I believe most of the the built-in output formats extending FileOutputFormat in Hadoop uses a OutputCommitter, by default which is FileOutputCommitter.

This is the code from FileOutputFormat

public synchronized 
     OutputCommitter getOutputCommitter(TaskAttemptContext context
                                        ) throws IOException {
    if (committer == null) {
      Path output = getOutputPath(context);
      committer = new FileOutputCommitter(output, context);
    }
    return committer;
  }

To write to multiple paths you can probably look into MultipleOutputs, that by default uses the OutputCommitter.

Or you can create your own output format and extend FileOutputFomat and override the above function in FileOutputFormat, create your own OutputCommitter implementation looking at the FileOutputCommitter code.

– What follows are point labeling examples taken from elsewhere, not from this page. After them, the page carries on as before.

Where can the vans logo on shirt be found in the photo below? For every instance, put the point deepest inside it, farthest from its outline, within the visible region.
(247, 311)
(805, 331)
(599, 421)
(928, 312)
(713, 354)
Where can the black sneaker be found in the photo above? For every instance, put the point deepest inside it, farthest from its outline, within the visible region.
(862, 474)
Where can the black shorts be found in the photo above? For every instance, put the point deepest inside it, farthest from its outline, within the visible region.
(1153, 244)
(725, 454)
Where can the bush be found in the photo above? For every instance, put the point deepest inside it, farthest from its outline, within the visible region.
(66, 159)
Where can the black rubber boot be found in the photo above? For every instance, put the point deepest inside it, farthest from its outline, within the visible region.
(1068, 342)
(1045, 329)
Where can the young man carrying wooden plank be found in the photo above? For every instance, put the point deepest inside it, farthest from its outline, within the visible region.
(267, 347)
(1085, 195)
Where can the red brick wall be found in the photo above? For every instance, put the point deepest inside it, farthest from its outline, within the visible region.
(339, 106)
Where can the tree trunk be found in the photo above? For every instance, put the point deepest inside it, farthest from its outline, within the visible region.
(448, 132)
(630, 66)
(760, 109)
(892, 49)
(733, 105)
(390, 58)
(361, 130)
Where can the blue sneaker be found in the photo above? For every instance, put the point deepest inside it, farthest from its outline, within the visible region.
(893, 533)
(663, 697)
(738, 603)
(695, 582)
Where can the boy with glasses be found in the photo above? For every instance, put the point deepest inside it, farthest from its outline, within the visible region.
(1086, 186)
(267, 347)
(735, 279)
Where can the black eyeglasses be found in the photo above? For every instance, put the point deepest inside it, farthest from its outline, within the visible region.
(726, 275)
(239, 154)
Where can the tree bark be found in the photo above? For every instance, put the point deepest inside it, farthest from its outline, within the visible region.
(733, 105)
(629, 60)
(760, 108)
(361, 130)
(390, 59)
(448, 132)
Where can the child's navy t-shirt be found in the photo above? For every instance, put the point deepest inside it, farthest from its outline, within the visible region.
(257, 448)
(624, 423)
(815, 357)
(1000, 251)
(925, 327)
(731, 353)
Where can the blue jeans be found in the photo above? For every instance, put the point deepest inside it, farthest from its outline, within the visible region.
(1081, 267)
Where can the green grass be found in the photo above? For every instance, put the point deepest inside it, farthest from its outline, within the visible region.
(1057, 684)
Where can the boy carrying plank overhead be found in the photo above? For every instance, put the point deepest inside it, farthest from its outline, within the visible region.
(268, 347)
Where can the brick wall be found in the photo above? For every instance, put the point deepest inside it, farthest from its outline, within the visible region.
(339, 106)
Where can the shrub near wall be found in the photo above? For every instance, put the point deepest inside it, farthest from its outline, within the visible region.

In the FileOoutputcommitter code you will find the function, which you might be interested in -

    /**
   * Delete the work directory
   */
  @Override
  public void abortTask(TaskAttemptContext context) {
    try {
      if (workPath != null) { 
        context.progress();
        outputFileSystem.delete(workPath, true);
      }
    } catch (IOException ie) {
      LOG.warn("Error discarding output" + StringUtils.stringifyException(ie));
    }
  }

If a task succeeds then commitTask()is called, which in the default implementation moves the temporaray task output directory (which has the task attempt ID in its name to avoid conflicts between task attempts) to the final output path, ${mapred.out put.dir}. Otherwise, the framework calls abortTask(), which deletes the temporary task output directory.

0
votes

To avoid _logs and _SUCCESS files being created in the mapreduce output folder you may use the below settings:
conf.setBoolean("mapreduce.fileoutputcommitter.marksuccessfuljobs", false); conf.set("hadoop.job.history.user.location", "none");